Anyone can learn about religion by examining how the media report it. On August 17, 2004, for example, the Washington Post’s David Cho described a local convention of the 31-year-old San Francisco- based organization, Jews for Jesus.
Two photos and two headlines were included in the two-page article. The first headline read, “Conversion Outreach by Jews for Jesus Stirs Outrage.” The second read, “Jewish Leaders Rise Up against Evangelists.” High drama indeed! The larger photo showed a meeting at the Jewish Community Center in Northern Virginia. Scott Hillman distributes literature designed to “thwart” the Jews for Jesus campaign. Hillman’s organization is called Jews for Judaism. Whether Jews for Jesus have literature to thwart Jews for Judaism is not indicated.
The smaller photo reveals an affable Jews for Jesus spokesman, Ste-phen Katz, beside a Jews for Jesus sign. Thus, three out of four items prominently seen by the casual reader are against Jews for Jesus, and one is mildly for them.
The story in the headlines is not about what Jews for Jesus believe but about opposition to the organization itself.

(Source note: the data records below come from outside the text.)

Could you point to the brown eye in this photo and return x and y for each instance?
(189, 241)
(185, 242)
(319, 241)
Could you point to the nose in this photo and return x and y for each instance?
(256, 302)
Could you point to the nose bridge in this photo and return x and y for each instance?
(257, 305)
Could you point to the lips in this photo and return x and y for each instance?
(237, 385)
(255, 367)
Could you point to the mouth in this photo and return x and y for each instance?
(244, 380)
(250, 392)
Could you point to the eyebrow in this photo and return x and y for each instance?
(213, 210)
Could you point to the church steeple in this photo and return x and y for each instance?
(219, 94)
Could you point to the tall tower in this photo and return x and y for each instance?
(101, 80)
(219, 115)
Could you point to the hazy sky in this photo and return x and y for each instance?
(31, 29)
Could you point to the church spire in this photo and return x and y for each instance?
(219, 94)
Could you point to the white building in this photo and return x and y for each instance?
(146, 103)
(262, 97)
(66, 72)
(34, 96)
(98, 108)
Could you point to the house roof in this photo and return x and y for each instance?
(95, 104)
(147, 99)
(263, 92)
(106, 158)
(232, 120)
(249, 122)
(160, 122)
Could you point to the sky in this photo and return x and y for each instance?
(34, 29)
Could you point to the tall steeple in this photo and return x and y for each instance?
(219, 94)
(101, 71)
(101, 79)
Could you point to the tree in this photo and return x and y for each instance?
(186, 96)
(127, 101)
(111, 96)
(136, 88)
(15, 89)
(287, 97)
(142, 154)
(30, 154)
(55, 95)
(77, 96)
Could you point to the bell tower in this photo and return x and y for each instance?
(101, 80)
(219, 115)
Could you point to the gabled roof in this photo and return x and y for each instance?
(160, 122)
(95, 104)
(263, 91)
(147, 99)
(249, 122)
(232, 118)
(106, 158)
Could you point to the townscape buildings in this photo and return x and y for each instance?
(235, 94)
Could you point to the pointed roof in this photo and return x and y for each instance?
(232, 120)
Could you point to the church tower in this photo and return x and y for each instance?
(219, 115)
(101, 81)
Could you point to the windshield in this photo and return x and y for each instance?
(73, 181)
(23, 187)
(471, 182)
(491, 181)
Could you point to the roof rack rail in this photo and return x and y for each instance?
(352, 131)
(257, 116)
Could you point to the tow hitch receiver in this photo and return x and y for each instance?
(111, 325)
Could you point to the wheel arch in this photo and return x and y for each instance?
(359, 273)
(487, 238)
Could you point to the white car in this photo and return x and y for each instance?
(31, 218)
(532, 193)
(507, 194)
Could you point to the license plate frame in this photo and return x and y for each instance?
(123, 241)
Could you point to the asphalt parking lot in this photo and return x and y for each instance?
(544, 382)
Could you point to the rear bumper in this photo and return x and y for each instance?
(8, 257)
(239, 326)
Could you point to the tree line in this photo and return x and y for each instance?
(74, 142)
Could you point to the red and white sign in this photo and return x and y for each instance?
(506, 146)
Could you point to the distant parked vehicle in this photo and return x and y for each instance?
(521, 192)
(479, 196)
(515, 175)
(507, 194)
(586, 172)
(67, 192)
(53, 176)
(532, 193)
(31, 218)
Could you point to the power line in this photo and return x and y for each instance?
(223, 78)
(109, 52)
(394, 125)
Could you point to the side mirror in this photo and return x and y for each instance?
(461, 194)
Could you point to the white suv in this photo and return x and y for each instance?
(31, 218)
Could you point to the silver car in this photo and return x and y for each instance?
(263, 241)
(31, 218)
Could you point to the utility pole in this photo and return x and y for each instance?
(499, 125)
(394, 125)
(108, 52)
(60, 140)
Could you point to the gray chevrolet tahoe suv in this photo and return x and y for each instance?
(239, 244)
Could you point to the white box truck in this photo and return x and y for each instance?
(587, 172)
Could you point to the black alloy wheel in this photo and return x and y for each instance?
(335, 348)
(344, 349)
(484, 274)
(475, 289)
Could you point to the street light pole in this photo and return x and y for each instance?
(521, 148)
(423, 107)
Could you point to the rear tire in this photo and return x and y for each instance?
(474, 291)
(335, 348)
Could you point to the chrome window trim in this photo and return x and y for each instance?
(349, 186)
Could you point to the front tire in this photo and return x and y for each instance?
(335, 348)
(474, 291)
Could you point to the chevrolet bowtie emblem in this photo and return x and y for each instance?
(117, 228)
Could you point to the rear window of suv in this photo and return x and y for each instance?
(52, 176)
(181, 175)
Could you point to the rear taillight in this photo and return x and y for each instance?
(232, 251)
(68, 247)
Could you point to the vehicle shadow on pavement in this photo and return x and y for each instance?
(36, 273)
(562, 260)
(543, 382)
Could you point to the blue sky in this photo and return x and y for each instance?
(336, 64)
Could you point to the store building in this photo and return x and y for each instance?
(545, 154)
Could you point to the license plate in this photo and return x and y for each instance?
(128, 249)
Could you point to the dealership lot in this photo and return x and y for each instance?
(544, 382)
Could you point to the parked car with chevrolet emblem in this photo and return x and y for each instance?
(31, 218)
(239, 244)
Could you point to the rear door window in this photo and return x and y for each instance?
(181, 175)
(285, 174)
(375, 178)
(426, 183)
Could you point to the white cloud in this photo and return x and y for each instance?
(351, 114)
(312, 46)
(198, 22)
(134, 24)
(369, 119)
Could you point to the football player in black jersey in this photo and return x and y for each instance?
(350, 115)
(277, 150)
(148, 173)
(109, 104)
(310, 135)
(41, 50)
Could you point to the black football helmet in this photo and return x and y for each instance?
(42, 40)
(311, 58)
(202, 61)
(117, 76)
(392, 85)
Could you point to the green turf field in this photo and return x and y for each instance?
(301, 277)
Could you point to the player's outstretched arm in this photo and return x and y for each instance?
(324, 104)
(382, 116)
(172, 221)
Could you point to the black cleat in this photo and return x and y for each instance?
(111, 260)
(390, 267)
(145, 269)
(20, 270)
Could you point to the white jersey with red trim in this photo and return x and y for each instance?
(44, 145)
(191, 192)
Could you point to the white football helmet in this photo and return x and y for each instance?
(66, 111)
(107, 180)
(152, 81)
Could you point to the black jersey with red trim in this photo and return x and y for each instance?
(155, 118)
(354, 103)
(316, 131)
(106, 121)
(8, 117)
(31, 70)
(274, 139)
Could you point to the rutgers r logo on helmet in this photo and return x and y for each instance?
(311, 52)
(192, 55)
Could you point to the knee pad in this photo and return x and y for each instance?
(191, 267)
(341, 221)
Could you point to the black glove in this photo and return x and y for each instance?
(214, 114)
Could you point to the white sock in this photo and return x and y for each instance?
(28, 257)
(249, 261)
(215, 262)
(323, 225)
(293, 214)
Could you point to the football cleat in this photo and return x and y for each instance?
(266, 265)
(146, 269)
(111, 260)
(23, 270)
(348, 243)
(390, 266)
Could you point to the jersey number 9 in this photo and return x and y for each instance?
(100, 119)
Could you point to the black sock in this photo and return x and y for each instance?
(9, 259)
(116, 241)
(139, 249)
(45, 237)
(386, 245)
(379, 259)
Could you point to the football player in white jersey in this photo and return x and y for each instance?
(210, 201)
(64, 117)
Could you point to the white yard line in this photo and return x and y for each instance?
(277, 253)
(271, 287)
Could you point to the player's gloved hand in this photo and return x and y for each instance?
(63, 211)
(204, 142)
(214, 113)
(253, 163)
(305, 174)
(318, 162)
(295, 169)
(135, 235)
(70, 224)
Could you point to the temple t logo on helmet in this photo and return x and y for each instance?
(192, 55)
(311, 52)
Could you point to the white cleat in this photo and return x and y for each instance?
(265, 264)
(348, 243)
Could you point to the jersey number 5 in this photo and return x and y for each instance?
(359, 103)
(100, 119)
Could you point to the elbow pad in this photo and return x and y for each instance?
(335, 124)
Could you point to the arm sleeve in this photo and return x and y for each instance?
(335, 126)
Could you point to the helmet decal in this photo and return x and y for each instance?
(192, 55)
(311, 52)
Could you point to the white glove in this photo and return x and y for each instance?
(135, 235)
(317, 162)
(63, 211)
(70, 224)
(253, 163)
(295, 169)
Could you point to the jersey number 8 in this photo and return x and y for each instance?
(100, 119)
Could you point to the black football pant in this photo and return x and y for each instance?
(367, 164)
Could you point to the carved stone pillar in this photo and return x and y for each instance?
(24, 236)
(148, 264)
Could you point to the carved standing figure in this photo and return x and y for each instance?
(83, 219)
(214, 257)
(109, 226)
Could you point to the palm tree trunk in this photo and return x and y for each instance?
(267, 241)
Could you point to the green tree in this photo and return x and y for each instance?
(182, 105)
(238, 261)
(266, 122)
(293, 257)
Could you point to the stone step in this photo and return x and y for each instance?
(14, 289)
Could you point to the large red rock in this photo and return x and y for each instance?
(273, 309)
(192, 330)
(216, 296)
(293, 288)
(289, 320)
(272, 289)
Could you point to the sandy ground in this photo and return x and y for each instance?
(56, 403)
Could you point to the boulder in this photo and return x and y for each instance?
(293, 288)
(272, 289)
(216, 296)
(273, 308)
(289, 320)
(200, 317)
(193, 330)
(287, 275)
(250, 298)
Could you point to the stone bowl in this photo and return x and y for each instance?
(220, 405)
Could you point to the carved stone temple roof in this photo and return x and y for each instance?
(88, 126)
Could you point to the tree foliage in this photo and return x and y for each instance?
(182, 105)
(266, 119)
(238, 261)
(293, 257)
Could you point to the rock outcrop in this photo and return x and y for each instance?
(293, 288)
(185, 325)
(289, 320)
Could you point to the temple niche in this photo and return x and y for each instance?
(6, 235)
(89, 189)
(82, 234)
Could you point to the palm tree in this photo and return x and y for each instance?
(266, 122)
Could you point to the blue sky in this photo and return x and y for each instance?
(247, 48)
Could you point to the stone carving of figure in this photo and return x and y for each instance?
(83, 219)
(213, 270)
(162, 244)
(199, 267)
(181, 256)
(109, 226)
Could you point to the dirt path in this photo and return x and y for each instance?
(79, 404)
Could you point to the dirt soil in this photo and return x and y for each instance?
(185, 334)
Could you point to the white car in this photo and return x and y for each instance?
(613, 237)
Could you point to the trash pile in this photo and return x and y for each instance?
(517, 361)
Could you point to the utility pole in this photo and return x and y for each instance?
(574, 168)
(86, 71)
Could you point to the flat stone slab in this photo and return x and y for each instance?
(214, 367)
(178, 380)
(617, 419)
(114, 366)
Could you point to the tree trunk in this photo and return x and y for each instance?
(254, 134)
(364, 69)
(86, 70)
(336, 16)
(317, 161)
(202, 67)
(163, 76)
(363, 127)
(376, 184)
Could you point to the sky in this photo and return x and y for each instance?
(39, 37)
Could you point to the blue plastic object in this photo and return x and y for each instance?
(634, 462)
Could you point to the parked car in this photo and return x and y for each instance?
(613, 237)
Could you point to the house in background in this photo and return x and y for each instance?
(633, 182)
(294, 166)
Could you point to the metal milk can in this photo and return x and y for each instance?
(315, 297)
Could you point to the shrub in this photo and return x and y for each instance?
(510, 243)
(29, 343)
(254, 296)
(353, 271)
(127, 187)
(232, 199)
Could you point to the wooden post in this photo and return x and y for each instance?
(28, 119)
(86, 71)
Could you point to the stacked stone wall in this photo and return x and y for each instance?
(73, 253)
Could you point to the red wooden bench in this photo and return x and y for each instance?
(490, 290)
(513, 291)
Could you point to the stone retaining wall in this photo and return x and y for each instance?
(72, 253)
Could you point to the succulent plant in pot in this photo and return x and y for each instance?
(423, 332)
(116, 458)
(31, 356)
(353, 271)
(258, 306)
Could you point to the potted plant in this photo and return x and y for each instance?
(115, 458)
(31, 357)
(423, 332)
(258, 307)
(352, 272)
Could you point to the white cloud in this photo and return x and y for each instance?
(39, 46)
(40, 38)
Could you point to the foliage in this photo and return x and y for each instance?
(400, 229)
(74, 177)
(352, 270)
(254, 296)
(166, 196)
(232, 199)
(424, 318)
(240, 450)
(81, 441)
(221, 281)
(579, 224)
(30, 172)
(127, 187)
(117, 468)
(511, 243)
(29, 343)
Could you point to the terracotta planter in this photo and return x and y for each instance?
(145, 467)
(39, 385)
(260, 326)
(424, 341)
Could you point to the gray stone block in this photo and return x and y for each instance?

High theological drama begins the article: “The ancient debate over Jesus’ claim to be the Jewish Messiah is being renewed in Washington this week.” Jews for Jesus planned to “blanket” the area’s places of public concourse to distribute literature to the Washington area’s estimated 220,000 Jewish citizens. Jews for Jesus think on a large scale: “Since 2001, Jews for Jesus has brought the Behold Your God campaign to 38 other metropolitan areas worldwide of 25,000 or more. So far, the effort has persuaded about 1,000 Jews and 2,900 non-Jews to put their faith in Jesus.” Plans are afoot for at least 28 more cities, including some in Israel.
The controversy owes something both to etiquette and to the amendments. Does and must freedom of speech and religion allow us to make an effort to convince someone of our position? This is not a new problem. The Jehovah’s Witnesses have been involved in such activities with considerable court protection, so too the Mormons. Just why the Catholics or the Jews have not been more aggressive is rather a mystery.
Most people, of course, prefer to be left alone. Jewish Community Council of Greater Washington’s Ronald Halbert claimed that the Jews for Jesus endeavor is “offensive because Judaism is a long-established faith. Nobody wants to be annoyed by people challenging it.” Catholics in Latin America long took this same position against evangelicals converting Catholics. Islamic efforts to convert non-Muslims are aggressive. Muslims and Hindus disallow any advocacy of other faiths within their jurisdictions.
Halbert added, “The Jewish community is not opposed to Christians being able to spread their beliefs. But Jews cannot embrace Jesus and remain Jews. We settled that question 2,000 years ago.” This leaves unsaid whether Jews can seek converts among other faiths. Christians would hold theologically that a Jew who embraces Jesus becomes more a Jew. But the Jew who rejects Him certainly cannot be a Christian.
Whether the issue was completely “settled” 2,000 years ago may be queried. If Christ was the Messiah 2,000 years ago, He still is, whatever ancient decisions have been made. If He was not, He still is not. Each person, Jew or Christian, still must make a present-day decision.
Katz’s response is liberal: “Tolerance has become one of America’s top cultural values…. It’s a shame that there are people who seek to oppress views and oppose open discussion…. If something can stand up to an honest investigation, let it stand.”
“The ancient debate” is still news, calling for a decision in every soul, 2,000 years ago and now.